After Greece awarded a public contract for enlargement of the Athens subway system, a company that vied for the bid had little recourse to cry foul.
(CN) — Europe’s top court chided Greece on Wednesday for overly restricting legal challenges to the way state authorities award public contracts.
The European Court of Justice’s ruling came in a dispute over $25.4 million contract for work to extend the subway system in Athens. An English version of the ruling was not immediately available.
NAMA, a Greek technical consultancy firm, was among those volleying for the contract, but Attiko Metro, a state company in charge of developing the Greek capital’s subway system, threw out the bid in March 2019, asserting that some of NAMA team members lacked enough experience for the construction work.
The bid went to another technical consultancy business called SALFO, and NAMA then went to court, arguing that it was unfairly rejected.
NAMA appealed when a state review board — the Public Procurement Review Authority — said it could not challenge the approval of SALFO’s technical bid.
Greece’s Council of State is the country’s highest chamber over administrative matters. It said Greek law allows companies to challenge the bids of rivals only when there is an alleged infringement of the principle of equality in the assessment of the bids.

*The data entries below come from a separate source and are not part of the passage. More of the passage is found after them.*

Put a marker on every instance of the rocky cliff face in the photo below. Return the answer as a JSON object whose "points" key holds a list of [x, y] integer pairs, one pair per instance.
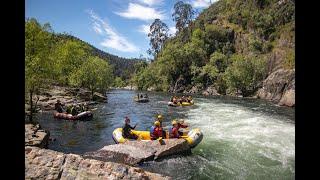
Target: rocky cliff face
{"points": [[35, 136], [48, 164], [135, 152], [279, 87]]}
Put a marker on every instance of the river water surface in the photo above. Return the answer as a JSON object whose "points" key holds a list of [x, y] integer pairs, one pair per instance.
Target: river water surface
{"points": [[243, 138]]}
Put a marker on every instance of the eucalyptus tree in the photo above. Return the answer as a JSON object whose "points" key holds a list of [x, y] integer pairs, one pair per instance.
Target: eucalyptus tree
{"points": [[158, 35]]}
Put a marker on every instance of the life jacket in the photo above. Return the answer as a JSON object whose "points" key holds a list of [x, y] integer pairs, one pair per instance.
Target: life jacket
{"points": [[173, 132], [151, 130], [157, 132]]}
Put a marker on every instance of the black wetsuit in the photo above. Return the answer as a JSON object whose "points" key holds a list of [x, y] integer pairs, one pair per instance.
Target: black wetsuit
{"points": [[58, 107], [126, 132]]}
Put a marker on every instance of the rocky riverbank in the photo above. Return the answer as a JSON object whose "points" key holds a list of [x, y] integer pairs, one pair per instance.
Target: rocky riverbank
{"points": [[35, 136], [49, 164], [278, 87], [136, 152], [46, 99]]}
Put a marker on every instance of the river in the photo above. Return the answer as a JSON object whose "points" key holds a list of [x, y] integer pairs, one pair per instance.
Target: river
{"points": [[243, 138]]}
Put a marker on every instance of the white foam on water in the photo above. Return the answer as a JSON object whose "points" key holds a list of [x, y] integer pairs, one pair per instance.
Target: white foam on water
{"points": [[256, 139]]}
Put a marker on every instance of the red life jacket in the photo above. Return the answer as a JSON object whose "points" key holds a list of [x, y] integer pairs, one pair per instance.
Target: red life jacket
{"points": [[157, 132]]}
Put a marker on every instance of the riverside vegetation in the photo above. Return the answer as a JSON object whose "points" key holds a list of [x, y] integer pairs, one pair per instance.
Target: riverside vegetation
{"points": [[234, 47]]}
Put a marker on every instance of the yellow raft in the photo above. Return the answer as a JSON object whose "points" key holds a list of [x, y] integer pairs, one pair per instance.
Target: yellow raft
{"points": [[181, 104], [193, 137]]}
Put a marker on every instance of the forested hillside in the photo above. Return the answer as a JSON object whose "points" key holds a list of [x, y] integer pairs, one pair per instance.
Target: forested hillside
{"points": [[123, 67], [233, 47]]}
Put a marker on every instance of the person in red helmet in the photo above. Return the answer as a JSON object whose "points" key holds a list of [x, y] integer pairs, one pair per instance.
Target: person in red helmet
{"points": [[157, 131], [174, 131], [126, 130]]}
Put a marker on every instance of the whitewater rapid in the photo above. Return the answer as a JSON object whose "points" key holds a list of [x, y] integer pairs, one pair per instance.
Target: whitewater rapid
{"points": [[244, 142]]}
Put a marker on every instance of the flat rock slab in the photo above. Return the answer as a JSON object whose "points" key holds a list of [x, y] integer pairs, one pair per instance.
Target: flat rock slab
{"points": [[48, 164], [135, 152], [122, 153], [169, 146], [34, 136]]}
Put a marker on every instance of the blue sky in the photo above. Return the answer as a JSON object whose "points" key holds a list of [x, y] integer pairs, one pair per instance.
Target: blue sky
{"points": [[118, 27]]}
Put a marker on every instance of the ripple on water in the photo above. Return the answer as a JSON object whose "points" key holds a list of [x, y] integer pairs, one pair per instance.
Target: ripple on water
{"points": [[243, 139]]}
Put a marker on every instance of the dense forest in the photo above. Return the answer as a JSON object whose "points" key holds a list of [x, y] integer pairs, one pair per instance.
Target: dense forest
{"points": [[232, 46], [64, 60], [123, 67]]}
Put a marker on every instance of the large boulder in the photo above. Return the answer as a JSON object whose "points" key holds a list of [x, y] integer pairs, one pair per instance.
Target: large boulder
{"points": [[179, 86], [210, 91], [43, 163], [168, 147], [135, 152], [99, 97], [279, 87], [48, 164], [194, 89], [122, 153], [34, 136]]}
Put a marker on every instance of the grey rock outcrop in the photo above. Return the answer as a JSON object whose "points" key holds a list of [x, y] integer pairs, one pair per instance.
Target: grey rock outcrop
{"points": [[134, 152], [210, 91], [279, 87], [122, 153], [48, 164], [34, 136]]}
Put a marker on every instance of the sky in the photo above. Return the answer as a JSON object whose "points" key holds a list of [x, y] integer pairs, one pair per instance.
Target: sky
{"points": [[119, 27]]}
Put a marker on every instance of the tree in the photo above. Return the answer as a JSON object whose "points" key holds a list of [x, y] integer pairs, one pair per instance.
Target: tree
{"points": [[245, 74], [95, 74], [158, 35], [38, 65], [182, 15]]}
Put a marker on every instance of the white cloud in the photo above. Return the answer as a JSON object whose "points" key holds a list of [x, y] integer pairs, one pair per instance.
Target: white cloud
{"points": [[137, 11], [202, 3], [97, 28], [112, 38], [145, 29], [172, 30], [151, 2]]}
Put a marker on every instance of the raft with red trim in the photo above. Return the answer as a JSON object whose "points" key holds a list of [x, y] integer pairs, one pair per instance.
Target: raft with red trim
{"points": [[83, 116]]}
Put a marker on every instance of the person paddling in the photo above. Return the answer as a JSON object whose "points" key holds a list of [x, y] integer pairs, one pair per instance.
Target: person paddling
{"points": [[126, 130], [58, 106], [174, 131], [156, 131]]}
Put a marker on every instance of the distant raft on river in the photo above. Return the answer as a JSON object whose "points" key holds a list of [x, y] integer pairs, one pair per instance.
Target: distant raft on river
{"points": [[193, 137], [141, 98]]}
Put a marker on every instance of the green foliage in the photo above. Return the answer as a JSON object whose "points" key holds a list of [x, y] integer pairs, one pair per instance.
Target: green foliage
{"points": [[289, 62], [118, 82], [245, 74], [225, 46], [182, 14], [158, 35]]}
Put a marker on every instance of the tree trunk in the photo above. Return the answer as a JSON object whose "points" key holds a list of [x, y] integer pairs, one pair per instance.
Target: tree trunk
{"points": [[92, 92], [31, 105]]}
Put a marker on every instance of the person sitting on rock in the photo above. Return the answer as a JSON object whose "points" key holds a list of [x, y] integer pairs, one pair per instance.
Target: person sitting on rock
{"points": [[174, 131], [156, 131], [189, 99], [160, 119], [74, 110], [58, 106], [126, 130]]}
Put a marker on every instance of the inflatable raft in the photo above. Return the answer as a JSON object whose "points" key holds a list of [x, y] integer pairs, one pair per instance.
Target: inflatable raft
{"points": [[142, 100], [81, 116], [193, 137], [181, 104]]}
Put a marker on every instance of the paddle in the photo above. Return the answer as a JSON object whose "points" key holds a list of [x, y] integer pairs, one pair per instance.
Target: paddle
{"points": [[160, 140]]}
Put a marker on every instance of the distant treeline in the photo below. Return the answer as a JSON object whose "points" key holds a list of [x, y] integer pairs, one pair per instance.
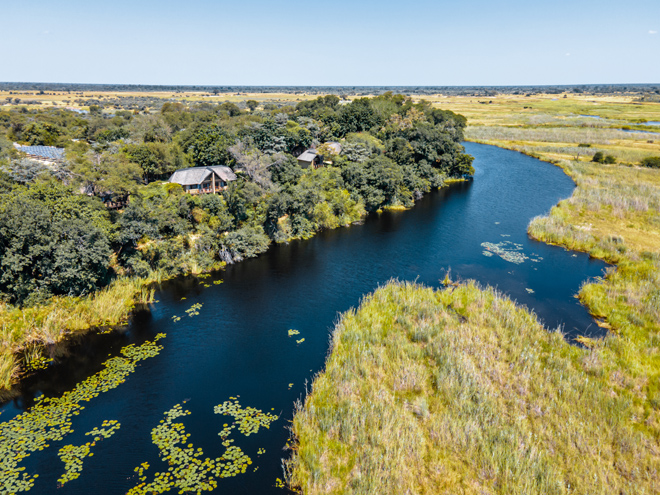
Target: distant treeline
{"points": [[344, 90], [58, 238]]}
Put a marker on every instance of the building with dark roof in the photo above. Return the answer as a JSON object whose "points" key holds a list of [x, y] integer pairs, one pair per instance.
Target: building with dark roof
{"points": [[203, 180], [310, 158]]}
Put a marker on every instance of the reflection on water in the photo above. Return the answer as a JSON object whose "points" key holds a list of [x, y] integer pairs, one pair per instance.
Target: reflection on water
{"points": [[237, 341]]}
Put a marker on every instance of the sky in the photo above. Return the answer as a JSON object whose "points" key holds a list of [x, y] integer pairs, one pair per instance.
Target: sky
{"points": [[331, 43]]}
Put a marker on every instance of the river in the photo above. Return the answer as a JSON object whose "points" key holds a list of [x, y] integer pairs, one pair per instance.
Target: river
{"points": [[238, 346]]}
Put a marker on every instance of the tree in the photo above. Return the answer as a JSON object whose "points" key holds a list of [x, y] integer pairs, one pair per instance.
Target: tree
{"points": [[358, 116], [156, 159], [52, 242], [255, 164], [209, 146], [103, 173]]}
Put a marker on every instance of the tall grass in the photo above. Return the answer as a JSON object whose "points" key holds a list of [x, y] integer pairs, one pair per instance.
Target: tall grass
{"points": [[23, 328], [574, 135], [461, 391]]}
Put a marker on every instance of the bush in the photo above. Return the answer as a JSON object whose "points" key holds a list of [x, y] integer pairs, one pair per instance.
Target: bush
{"points": [[246, 242], [651, 162]]}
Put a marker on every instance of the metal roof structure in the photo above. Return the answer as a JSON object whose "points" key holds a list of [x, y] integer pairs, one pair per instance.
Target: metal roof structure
{"points": [[335, 146], [197, 175], [44, 152], [308, 155]]}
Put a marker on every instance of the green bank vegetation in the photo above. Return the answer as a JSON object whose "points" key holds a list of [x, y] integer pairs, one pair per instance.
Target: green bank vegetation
{"points": [[60, 245], [461, 391]]}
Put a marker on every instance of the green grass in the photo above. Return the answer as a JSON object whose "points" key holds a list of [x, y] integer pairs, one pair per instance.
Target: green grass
{"points": [[25, 331], [461, 391]]}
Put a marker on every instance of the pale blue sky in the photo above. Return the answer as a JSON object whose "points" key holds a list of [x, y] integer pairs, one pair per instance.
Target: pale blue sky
{"points": [[364, 42]]}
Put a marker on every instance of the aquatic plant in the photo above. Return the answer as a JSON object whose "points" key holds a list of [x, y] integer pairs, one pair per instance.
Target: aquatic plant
{"points": [[194, 309], [248, 419], [462, 391], [508, 251], [73, 455], [50, 420], [188, 472]]}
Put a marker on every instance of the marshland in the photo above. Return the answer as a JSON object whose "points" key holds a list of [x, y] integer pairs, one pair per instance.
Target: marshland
{"points": [[507, 384]]}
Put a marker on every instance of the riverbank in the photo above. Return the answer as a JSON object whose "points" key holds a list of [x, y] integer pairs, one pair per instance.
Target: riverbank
{"points": [[460, 390], [27, 332], [463, 391]]}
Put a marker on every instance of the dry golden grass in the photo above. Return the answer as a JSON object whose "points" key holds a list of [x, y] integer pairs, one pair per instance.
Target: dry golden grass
{"points": [[461, 391], [24, 331]]}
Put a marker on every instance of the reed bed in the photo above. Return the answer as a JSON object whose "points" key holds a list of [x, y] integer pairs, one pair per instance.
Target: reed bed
{"points": [[461, 391], [25, 331], [576, 135]]}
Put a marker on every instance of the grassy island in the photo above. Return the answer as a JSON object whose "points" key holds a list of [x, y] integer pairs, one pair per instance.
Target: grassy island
{"points": [[88, 218], [460, 391]]}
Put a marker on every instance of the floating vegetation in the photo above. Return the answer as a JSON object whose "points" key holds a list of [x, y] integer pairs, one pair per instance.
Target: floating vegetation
{"points": [[194, 309], [508, 251], [39, 363], [72, 456], [188, 472], [249, 419], [50, 419]]}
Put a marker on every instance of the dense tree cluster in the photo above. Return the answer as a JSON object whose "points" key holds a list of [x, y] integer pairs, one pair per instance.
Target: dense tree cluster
{"points": [[57, 237]]}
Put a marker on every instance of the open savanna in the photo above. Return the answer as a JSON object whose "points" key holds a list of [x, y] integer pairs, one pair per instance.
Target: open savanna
{"points": [[460, 391], [68, 99]]}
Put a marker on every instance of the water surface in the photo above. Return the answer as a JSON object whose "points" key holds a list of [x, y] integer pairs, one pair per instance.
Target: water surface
{"points": [[238, 344]]}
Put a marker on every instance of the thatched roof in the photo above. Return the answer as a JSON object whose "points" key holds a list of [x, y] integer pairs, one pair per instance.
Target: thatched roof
{"points": [[197, 175], [308, 155]]}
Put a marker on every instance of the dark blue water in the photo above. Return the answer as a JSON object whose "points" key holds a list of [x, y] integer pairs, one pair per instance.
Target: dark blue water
{"points": [[238, 345]]}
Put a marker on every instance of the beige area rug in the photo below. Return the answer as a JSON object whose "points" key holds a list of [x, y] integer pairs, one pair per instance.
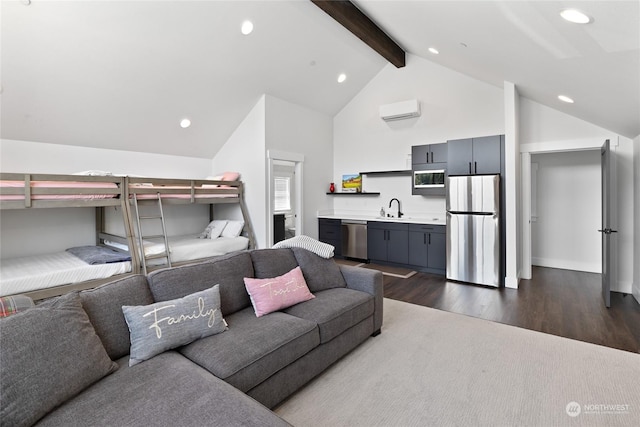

But to clear up the matter, the Council of State asked the European court in Luxembourg to determine whether Greece’s laws in this area meet the legal standards set down by EU law.
In its ruling, the 10th Chamber of the court said EU rules over the awarding of public contracts give tenderers ample ability to challenge a bid process, even as the process is underway.
Courthouse News reporter Cain Burdeau is based in the European Union.